Display Guidelines for Trusted Repositories (other than AEA Data and Code Repository)
Published:
Published:
The AEA accepts replication packages from any trusted repository (see list), as long as they meet certain display criteria, and otherwise satisfy the reproducibility criteria as per the AEA Data and Code Availability Policy. The default trusted repository is the AEA Data and Code Repository. If you have doubts about whether a particular repository qualifies as a “trusted” repository, contact the AEA Data Editor before unnecessarily duplicating the deposit.
If depositing at other trusted repositories, please follow these guidelines.
Why deposit at a different repository
There are two main reasons why authors may want to deposit at a different repository:
- They may have already created a deposit (for instance, when releasing a working paper). Deposits should remain where they are, reducing duplication and ambiguity (but see below for changes that may need to be made).
- Some institutions or research labs habitually create deposits. Example: J-PAL’s Dataverse
- The Zenodo-Github integration may have been used; see notes about Title, below.
- Certain repositories may have additional features that are not available on the AEA’s repository at openICPSR.
- As of 2022, openICPSR struggles with data deposits that have more than 1,000 files or more than 30GB of content.
- Harvard Dataverse offers up to 1TB for free. An API is available.
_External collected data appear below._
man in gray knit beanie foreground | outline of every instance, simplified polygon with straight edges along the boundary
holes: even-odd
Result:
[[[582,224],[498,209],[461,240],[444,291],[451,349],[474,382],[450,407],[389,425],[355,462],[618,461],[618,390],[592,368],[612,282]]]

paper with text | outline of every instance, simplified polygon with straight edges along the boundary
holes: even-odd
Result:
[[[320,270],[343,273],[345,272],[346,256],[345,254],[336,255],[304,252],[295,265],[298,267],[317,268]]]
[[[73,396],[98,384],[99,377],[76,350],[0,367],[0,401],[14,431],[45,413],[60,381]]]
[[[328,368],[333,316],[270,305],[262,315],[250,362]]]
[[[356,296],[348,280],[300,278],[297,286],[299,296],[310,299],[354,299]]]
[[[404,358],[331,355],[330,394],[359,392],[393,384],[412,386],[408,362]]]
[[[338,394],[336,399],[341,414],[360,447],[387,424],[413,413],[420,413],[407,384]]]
- Zenodo offers 50GB per default, but can easily be expanded to more than 200GB upon request. An API to download individual files is available.
Title
The title should clearly distinguish paper and replication package.
- The AEA requires “
Data and Code for: TITLE OF PAPER
” when both data and code are part of the replication package, with variants for data-only, code-only, and additional data packages (“supplemental data
”) that may be created to allow for different licensing (for instance, see this guide on creating a separate data deposit) - Other repositories may offer to automatically prefix the paper title with “
Replication package for: TITLE OF PAPER
”. That is acceptable, but not preferred, as it obfuscates what the deposit actually contains. - Simply repeating the title of the paper is not acceptable.
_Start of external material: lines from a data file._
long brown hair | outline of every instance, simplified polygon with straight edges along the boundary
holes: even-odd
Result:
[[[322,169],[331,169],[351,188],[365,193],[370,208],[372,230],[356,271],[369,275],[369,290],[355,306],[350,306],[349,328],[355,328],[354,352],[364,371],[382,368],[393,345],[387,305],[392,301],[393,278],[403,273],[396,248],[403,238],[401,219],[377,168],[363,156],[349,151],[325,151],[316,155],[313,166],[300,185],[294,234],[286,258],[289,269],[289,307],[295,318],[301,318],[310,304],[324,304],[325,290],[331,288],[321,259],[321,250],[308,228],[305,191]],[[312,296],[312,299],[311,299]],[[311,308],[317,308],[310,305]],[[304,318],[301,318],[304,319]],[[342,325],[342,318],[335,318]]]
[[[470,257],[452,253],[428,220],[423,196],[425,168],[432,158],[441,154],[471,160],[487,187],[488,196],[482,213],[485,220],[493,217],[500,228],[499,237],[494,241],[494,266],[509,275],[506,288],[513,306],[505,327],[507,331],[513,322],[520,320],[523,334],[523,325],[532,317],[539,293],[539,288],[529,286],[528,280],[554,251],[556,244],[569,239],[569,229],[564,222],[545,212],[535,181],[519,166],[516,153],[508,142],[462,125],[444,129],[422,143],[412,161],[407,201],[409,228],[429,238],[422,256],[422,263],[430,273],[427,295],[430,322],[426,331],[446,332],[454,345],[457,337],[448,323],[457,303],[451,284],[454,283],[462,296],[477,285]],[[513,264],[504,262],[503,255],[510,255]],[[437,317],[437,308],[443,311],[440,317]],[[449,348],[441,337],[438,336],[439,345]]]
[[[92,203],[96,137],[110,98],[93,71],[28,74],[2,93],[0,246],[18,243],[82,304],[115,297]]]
- Prefixing the title of the paper with “
Data for:
” when the replication package actually contains code is not acceptable. - Users of the Zenodo-Github integration may want to use the [CITATION.cff] file in their Github repository, see citation-file-format.github.io/, Github documentation, and the Citation File generator
README
The README must use the template README for social science replication packages if the deposit is for a full replication package. If the deposit is for data-only, a simplified README is acceptable, but should
- describe salient characteristics of the data,
- the source of the data
- license information
Summary / Abstract
The summary should be short, but informative. It can include the abstract of the article itself. It should not include information on the related article (which has its own field).
Additional fields / metadata
Some repositories have the ability to provide related articles (most) or other related information.
Authors will need to return to these sites to update these fields with
- the DOI of the published manuscript
- the DOI of any related deposits
This ensures that the information is findable in both directions, not just from the article to the data and code.
NOTE: In any repository other than the AEA’s openICPSR repository, this action must be undertaken by the author, after the publication of the article. It cannot be done by AEA staff.
ZIP files
- if possible, expand all ZIP files, so that individual files can be downloaded.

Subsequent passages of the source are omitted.